Coincidência ou não, a verdade é que a vontade de mostrar que o PS está em relativa sintonia com o Presidente — e não em guerra, nem numa coabitação cada vez mais difícil — marca todas as conversas com dirigentes do partido e responsáveis do Governo. “Não há nenhum drama”, reagia ao Observador fonte do Executivo, minutos depois de ter sido conhecida a decisão de Marcelo Rebelo de Sousa, e insistindo que no Governo a notícia fora conhecida com “tranquilidade”.
Governo já esperava decisão. Negociar de novo seria “irrealista”
Por um lado, a tranquilidade justifica-se porque ninguém no PS esperava outra coisa: “Surpreendeu um total de zero pessoas”, graceja um dirigente socialista. “As coisas estão a seguir o seu curso”, acrescenta outro.

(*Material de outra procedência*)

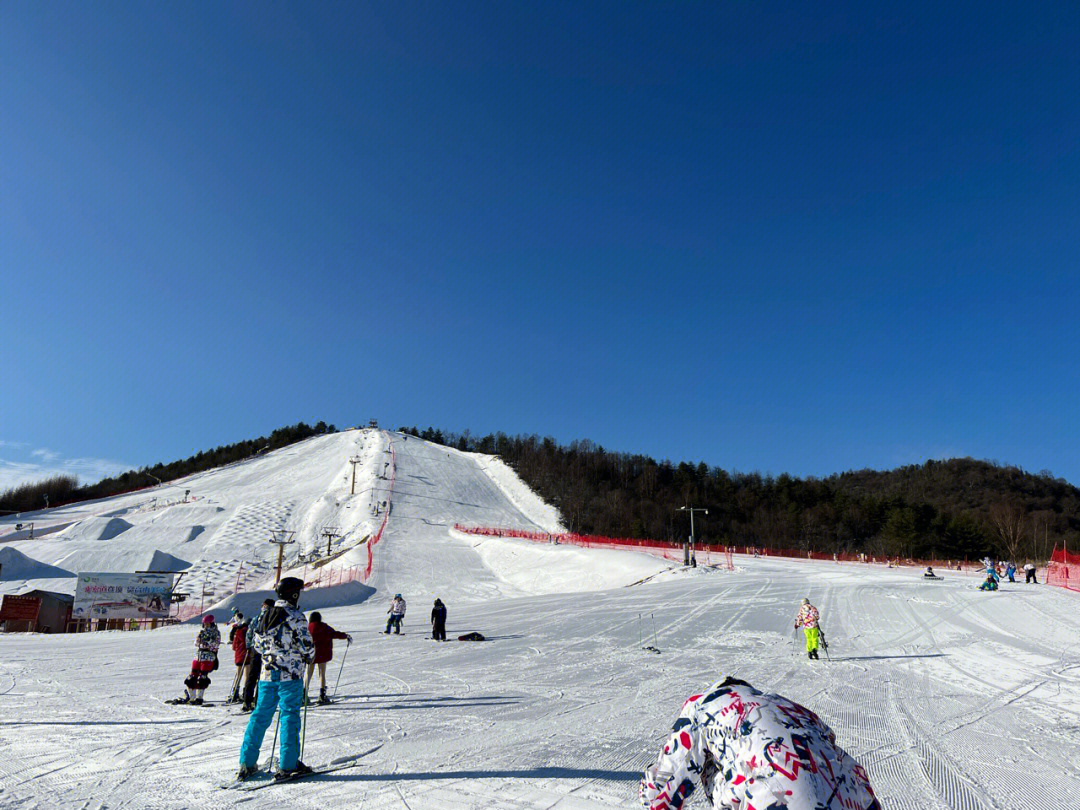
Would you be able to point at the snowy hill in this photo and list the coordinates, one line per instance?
(216, 526)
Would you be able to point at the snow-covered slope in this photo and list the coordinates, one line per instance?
(216, 526)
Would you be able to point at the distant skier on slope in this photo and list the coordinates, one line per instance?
(808, 619)
(205, 661)
(284, 642)
(322, 636)
(439, 621)
(754, 750)
(396, 615)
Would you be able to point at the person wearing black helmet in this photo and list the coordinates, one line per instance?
(284, 642)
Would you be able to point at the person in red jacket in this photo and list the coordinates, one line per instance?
(323, 635)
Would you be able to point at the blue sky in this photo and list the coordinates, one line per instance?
(782, 237)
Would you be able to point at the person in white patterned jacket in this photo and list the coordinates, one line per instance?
(754, 751)
(283, 640)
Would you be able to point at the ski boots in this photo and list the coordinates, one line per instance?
(299, 770)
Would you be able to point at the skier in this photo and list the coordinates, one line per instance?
(254, 667)
(808, 619)
(754, 750)
(283, 640)
(322, 636)
(439, 621)
(396, 615)
(205, 661)
(238, 639)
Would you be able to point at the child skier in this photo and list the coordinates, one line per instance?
(808, 620)
(396, 615)
(754, 750)
(439, 621)
(283, 640)
(322, 636)
(205, 661)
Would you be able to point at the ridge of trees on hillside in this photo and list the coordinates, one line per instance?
(62, 489)
(956, 509)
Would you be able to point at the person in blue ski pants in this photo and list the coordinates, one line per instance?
(284, 642)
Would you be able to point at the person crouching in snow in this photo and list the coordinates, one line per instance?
(205, 661)
(322, 636)
(809, 620)
(396, 615)
(754, 750)
(284, 642)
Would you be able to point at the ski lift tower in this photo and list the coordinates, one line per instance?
(281, 539)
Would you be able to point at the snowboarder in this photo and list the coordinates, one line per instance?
(254, 666)
(396, 615)
(808, 620)
(754, 750)
(205, 661)
(322, 636)
(238, 639)
(439, 621)
(284, 642)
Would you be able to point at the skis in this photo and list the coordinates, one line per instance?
(264, 779)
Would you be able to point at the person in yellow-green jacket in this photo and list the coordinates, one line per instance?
(809, 620)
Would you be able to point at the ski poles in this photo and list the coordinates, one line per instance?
(347, 646)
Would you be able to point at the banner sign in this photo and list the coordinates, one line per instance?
(122, 596)
(19, 608)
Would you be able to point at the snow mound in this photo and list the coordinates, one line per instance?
(162, 562)
(17, 566)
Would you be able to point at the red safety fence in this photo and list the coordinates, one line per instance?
(1064, 570)
(666, 550)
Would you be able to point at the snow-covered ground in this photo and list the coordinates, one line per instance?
(949, 697)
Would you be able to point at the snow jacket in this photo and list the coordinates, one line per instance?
(807, 618)
(323, 635)
(238, 637)
(283, 639)
(753, 750)
(207, 642)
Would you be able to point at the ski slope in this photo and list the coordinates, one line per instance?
(953, 699)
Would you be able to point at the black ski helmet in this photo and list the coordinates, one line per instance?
(289, 589)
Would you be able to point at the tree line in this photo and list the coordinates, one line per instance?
(956, 509)
(58, 489)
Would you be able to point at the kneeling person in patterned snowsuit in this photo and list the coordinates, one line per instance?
(284, 642)
(754, 751)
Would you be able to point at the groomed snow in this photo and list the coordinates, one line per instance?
(950, 698)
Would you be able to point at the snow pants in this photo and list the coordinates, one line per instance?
(283, 696)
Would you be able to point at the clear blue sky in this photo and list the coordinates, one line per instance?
(782, 237)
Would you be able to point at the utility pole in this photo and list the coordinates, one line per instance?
(331, 532)
(687, 549)
(281, 539)
(354, 460)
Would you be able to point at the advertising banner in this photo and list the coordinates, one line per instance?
(122, 595)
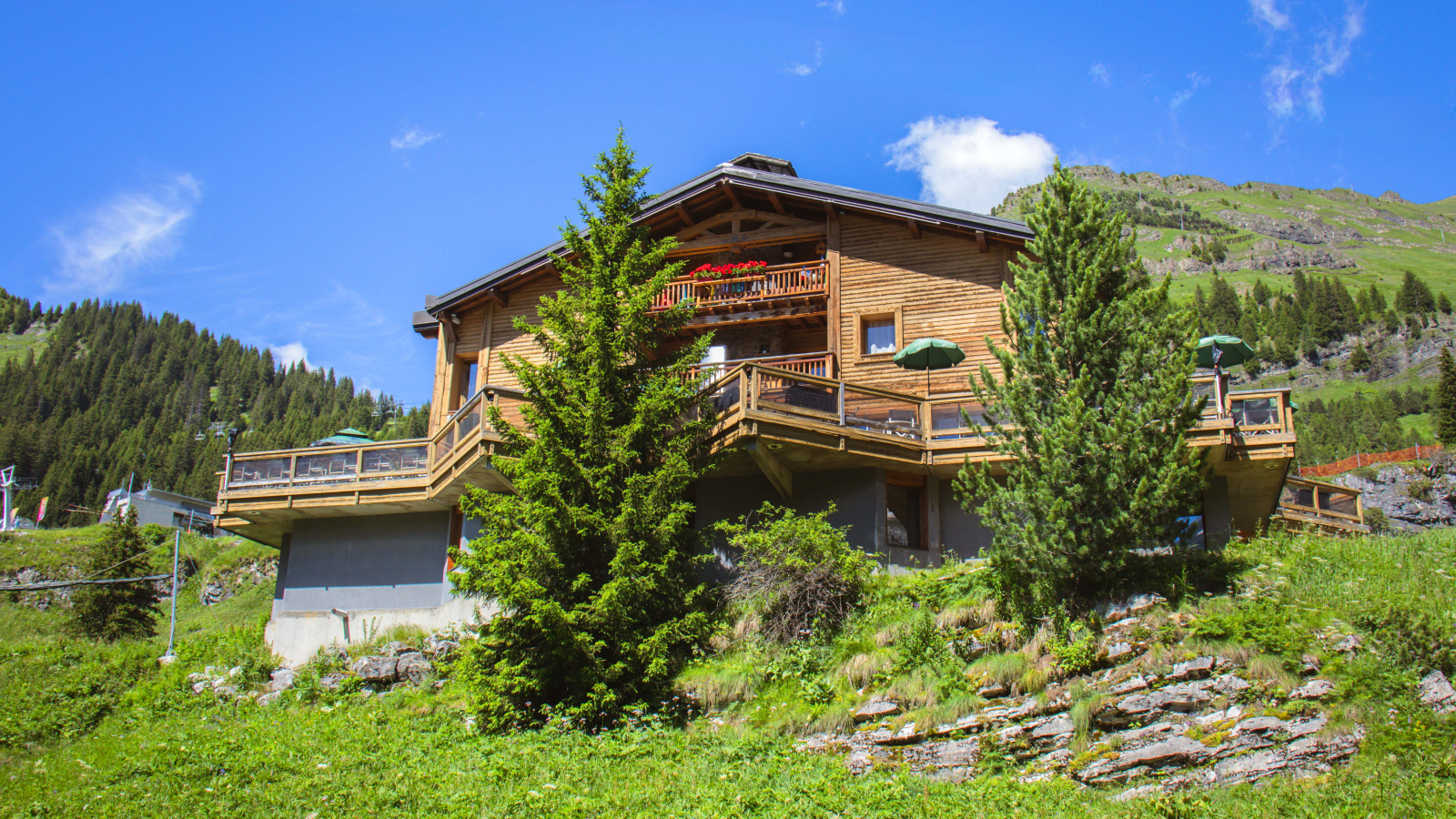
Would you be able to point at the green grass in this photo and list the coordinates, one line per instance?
(101, 731)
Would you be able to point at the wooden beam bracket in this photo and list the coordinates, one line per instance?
(774, 468)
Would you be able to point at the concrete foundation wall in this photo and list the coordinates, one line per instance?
(386, 561)
(858, 496)
(298, 636)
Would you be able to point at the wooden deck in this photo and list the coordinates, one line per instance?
(1317, 504)
(779, 419)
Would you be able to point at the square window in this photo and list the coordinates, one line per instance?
(880, 337)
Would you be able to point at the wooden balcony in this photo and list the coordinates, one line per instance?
(791, 288)
(778, 416)
(1315, 504)
(261, 491)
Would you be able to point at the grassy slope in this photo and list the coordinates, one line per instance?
(165, 751)
(14, 347)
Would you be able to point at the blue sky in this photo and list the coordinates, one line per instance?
(300, 175)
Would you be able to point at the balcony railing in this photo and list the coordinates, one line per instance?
(790, 281)
(1322, 504)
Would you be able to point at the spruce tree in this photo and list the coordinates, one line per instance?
(1091, 404)
(121, 610)
(594, 561)
(1446, 399)
(1360, 359)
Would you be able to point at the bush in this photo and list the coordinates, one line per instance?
(795, 571)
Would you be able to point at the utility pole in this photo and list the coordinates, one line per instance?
(6, 482)
(172, 632)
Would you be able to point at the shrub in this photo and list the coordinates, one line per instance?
(121, 610)
(797, 571)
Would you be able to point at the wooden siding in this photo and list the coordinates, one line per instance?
(936, 286)
(506, 339)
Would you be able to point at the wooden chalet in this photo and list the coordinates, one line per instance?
(813, 409)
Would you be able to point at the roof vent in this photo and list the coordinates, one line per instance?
(759, 162)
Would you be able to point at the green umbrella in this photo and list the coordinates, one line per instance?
(929, 354)
(1232, 351)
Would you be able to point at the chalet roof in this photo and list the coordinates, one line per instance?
(749, 172)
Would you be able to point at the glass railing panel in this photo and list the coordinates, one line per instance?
(397, 460)
(259, 471)
(881, 414)
(1256, 411)
(327, 467)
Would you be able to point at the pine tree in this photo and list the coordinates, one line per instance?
(1414, 296)
(594, 560)
(1445, 399)
(1360, 359)
(121, 610)
(1092, 404)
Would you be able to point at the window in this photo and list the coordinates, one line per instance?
(880, 336)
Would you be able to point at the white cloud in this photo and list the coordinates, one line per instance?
(1292, 84)
(414, 138)
(288, 354)
(1267, 12)
(803, 69)
(970, 162)
(1196, 80)
(99, 251)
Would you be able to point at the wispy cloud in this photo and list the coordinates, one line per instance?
(1196, 80)
(412, 138)
(1269, 14)
(804, 69)
(1295, 82)
(970, 162)
(293, 353)
(99, 251)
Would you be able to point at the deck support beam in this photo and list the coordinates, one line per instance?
(774, 468)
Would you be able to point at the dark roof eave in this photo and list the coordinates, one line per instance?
(839, 196)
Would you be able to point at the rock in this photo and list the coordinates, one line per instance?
(1193, 669)
(1183, 697)
(1120, 653)
(1130, 685)
(397, 649)
(1249, 767)
(1314, 690)
(877, 710)
(412, 666)
(376, 669)
(905, 736)
(1138, 793)
(1056, 726)
(1438, 693)
(1305, 727)
(1261, 724)
(441, 649)
(1174, 751)
(1133, 605)
(994, 691)
(281, 680)
(1230, 685)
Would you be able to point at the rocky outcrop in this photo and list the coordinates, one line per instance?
(1312, 232)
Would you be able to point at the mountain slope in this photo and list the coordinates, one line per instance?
(114, 390)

Marcelo Rebelo de Sousa, que começou há meses a atacar o pacote de medidas — o tal que disse que teria de abrir, como um melão, para descobrir se era bom ou mau — e a sua aplicabilidade, vinha fazendo avisos constantes sobre o conteúdo do diploma. “Mas sempre a desdramatizar”, lembra um dos dirigentes já citados.
Na semana passada, a partir da praia algarvia onde passava férias, o Presidente desdobrou-se em declarações sobre a necessidade de o Executivo adotar medidas “exequíveis” e chegou a fazer contas de cabeça sobre as consequências de um então hipotético veto — uma decisão que não atrapalharia muito os timings do PS, pois precisaria apenas de cerca de um mês para reconfirmar o diploma tal como estava.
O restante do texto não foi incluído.